One particularly striking relation made between Deja and the Pearsons featured two mightily disparate clips of mothers and daughters reuniting. In one, Deja returns to her mother after being placed in a foster home. In the other, Kate embraces her mother after years of unspoken tension. Yes, these situations are unalike. But no matter how you configure the equations, you’ll always end up with the same solution. Just as six plus four equals 10, so does eight plus two.

Next: This Is Us season 2, episode 17 recap: Deja’s big, amazing, beautiful life

Did we really need to know about Deja’s life? No. Could we have learned more about Beth or Toby or even Miguel before Deja? Sure. Will that come in time when it’s ready and relevant? Let’s hope. But there’s a method to the This Is Us madness, and we need to remember that. We’re not dealing with the cookie-cutter pinch hitters or the formulaic procedural dramas that used to teem network primetime timeslots. As Deja’s episode more than manifests, this is special.

Think of it this way: This Is Us saved viewers from menial wedding planning stories that would just have had as all grumbling and griping up and down social media. That’s the stuff we shouldn’t be interested in unless, for some reason, it has an underlying vitality to the family psychology (and, to a lesser extent, mythology). Quality over quantity.

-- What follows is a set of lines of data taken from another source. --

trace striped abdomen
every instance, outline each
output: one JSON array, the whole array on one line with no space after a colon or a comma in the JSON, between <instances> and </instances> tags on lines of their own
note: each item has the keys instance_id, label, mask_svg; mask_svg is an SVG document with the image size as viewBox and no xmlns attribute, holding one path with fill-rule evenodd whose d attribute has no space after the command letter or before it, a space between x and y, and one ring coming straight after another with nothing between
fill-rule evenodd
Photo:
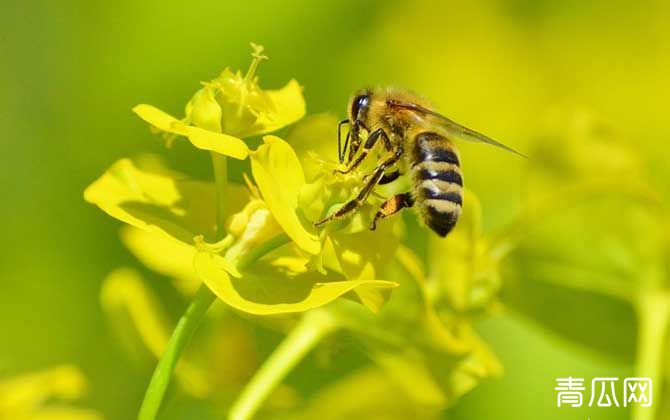
<instances>
[{"instance_id":1,"label":"striped abdomen","mask_svg":"<svg viewBox=\"0 0 670 420\"><path fill-rule=\"evenodd\" d=\"M456 150L445 137L423 132L416 135L412 152L414 206L428 227L447 236L463 204L463 177Z\"/></svg>"}]
</instances>

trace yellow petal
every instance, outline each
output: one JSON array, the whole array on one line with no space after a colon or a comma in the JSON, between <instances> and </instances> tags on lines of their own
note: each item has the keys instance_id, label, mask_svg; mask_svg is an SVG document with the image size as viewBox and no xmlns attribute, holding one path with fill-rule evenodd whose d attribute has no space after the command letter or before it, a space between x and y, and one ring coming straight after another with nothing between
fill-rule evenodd
<instances>
[{"instance_id":1,"label":"yellow petal","mask_svg":"<svg viewBox=\"0 0 670 420\"><path fill-rule=\"evenodd\" d=\"M121 229L121 240L142 264L175 279L175 287L185 295L193 295L200 286L200 279L193 269L193 246L177 241L163 232L151 232L131 226Z\"/></svg>"},{"instance_id":2,"label":"yellow petal","mask_svg":"<svg viewBox=\"0 0 670 420\"><path fill-rule=\"evenodd\" d=\"M223 268L222 260L223 257L217 254L199 252L195 257L196 271L219 299L240 311L256 315L307 311L361 286L382 289L397 286L382 280L323 282L318 281L323 279L318 273L286 278L264 271L257 275L245 273L244 278L233 279Z\"/></svg>"},{"instance_id":3,"label":"yellow petal","mask_svg":"<svg viewBox=\"0 0 670 420\"><path fill-rule=\"evenodd\" d=\"M21 420L103 420L104 417L93 411L73 407L44 407Z\"/></svg>"},{"instance_id":4,"label":"yellow petal","mask_svg":"<svg viewBox=\"0 0 670 420\"><path fill-rule=\"evenodd\" d=\"M228 134L216 133L199 127L184 127L191 144L202 150L209 150L235 159L246 159L249 147L241 139Z\"/></svg>"},{"instance_id":5,"label":"yellow petal","mask_svg":"<svg viewBox=\"0 0 670 420\"><path fill-rule=\"evenodd\" d=\"M302 87L296 80L289 81L283 88L266 90L274 105L274 112L261 112L256 124L261 129L255 134L265 134L298 121L305 115L305 98Z\"/></svg>"},{"instance_id":6,"label":"yellow petal","mask_svg":"<svg viewBox=\"0 0 670 420\"><path fill-rule=\"evenodd\" d=\"M0 414L29 411L52 398L77 400L86 388L84 375L71 365L2 379Z\"/></svg>"},{"instance_id":7,"label":"yellow petal","mask_svg":"<svg viewBox=\"0 0 670 420\"><path fill-rule=\"evenodd\" d=\"M142 160L121 159L84 192L84 199L132 226L162 231L187 244L214 232L216 192Z\"/></svg>"},{"instance_id":8,"label":"yellow petal","mask_svg":"<svg viewBox=\"0 0 670 420\"><path fill-rule=\"evenodd\" d=\"M154 106L140 104L133 108L133 112L162 131L187 137L198 149L209 150L235 159L246 159L249 155L249 147L241 139L184 124Z\"/></svg>"},{"instance_id":9,"label":"yellow petal","mask_svg":"<svg viewBox=\"0 0 670 420\"><path fill-rule=\"evenodd\" d=\"M155 106L139 104L133 108L133 112L159 130L168 133L179 134L180 136L187 135L186 124L179 121L172 115L161 111Z\"/></svg>"},{"instance_id":10,"label":"yellow petal","mask_svg":"<svg viewBox=\"0 0 670 420\"><path fill-rule=\"evenodd\" d=\"M317 254L319 239L308 231L309 222L297 213L298 196L305 184L300 161L279 137L265 136L263 141L265 144L251 155L251 171L263 199L286 234L306 252Z\"/></svg>"}]
</instances>

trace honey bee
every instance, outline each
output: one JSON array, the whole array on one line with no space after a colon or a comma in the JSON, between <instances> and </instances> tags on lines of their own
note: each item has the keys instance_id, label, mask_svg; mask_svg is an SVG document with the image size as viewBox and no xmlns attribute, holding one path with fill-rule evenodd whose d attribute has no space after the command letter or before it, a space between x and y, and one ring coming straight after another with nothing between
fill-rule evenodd
<instances>
[{"instance_id":1,"label":"honey bee","mask_svg":"<svg viewBox=\"0 0 670 420\"><path fill-rule=\"evenodd\" d=\"M375 229L379 219L414 207L429 228L445 237L456 225L463 205L463 175L453 140L488 143L525 157L433 111L425 99L406 90L362 90L350 99L348 114L349 118L338 125L338 158L341 164L346 158L347 169L337 172L346 174L356 169L379 142L387 156L364 178L365 184L354 199L315 226L356 211L376 185L408 175L413 186L411 191L387 199L377 211L370 229ZM349 131L342 145L342 127L346 124ZM368 134L365 143L361 138L363 130Z\"/></svg>"}]
</instances>

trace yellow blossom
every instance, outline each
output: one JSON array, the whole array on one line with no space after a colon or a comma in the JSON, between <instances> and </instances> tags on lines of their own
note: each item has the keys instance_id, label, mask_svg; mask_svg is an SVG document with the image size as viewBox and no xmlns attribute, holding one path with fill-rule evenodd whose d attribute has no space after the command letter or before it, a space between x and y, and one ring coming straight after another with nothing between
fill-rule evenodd
<instances>
[{"instance_id":1,"label":"yellow blossom","mask_svg":"<svg viewBox=\"0 0 670 420\"><path fill-rule=\"evenodd\" d=\"M147 104L133 111L160 131L188 138L198 149L245 159L249 149L243 138L275 131L305 114L302 88L295 80L278 90L260 88L255 73L267 57L261 46L252 47L253 61L247 73L226 68L215 79L203 82L186 105L182 120Z\"/></svg>"}]
</instances>

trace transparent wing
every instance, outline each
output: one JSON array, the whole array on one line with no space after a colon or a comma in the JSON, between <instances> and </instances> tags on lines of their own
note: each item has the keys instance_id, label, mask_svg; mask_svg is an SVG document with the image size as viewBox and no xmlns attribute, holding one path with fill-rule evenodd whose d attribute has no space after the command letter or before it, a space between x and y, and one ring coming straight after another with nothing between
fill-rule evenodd
<instances>
[{"instance_id":1,"label":"transparent wing","mask_svg":"<svg viewBox=\"0 0 670 420\"><path fill-rule=\"evenodd\" d=\"M523 158L526 158L526 155L524 155L523 153L517 152L511 147L506 146L496 140L493 140L492 138L485 136L482 133L479 133L475 130L471 130L467 127L463 127L462 125L458 124L455 121L450 120L444 115L438 114L435 111L431 111L430 109L424 108L421 105L417 105L411 102L402 102L395 100L389 100L388 104L393 108L406 109L409 111L416 112L417 114L423 115L424 117L427 117L427 119L429 119L432 124L436 124L440 128L442 128L447 134L453 135L462 140L487 143L492 146L500 147L501 149L507 150L508 152L515 153Z\"/></svg>"}]
</instances>

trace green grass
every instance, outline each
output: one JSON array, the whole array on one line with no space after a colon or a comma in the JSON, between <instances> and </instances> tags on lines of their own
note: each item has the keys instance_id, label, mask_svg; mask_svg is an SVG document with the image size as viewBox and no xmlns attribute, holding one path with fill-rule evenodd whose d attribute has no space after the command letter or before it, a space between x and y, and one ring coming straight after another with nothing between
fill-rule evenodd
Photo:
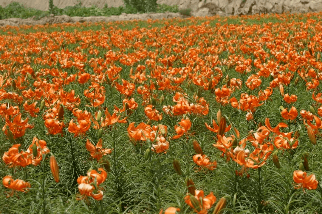
<instances>
[{"instance_id":1,"label":"green grass","mask_svg":"<svg viewBox=\"0 0 322 214\"><path fill-rule=\"evenodd\" d=\"M178 12L176 5L171 6L166 4L158 4L156 9L156 13L166 12L176 13ZM107 4L103 8L93 6L90 7L82 6L80 2L73 6L68 6L64 8L59 8L54 6L52 13L56 15L67 15L70 16L108 16L119 15L122 13L139 13L135 8L130 6L120 6L118 7L108 7ZM31 8L25 7L19 3L13 2L7 6L0 6L0 19L9 18L26 19L34 17L36 19L48 16L48 11L43 11Z\"/></svg>"}]
</instances>

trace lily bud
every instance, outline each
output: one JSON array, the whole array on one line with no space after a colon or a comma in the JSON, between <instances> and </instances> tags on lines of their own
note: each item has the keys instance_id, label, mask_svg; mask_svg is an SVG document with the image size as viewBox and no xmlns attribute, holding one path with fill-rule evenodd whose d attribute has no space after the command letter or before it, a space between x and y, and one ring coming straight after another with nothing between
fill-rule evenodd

For just under 40 episodes, This Is Us has raised the bar by tossing out the rulebook, going against the grain, and forgoing linearity for something more honest and unconventional than usual. As polarizing as its inventiveness can be, it contributes to the big-picture themes that tug on our heartstrings week after week. It’s quiet and divisive episodes like these that will keep the series in the critically acclaimed conversation for years — and many Emmys — to come. Here’s to a big, amazing, and beautiful life with This Is Us.

This Is Us airs Tuesdays at 9/8c on NBC.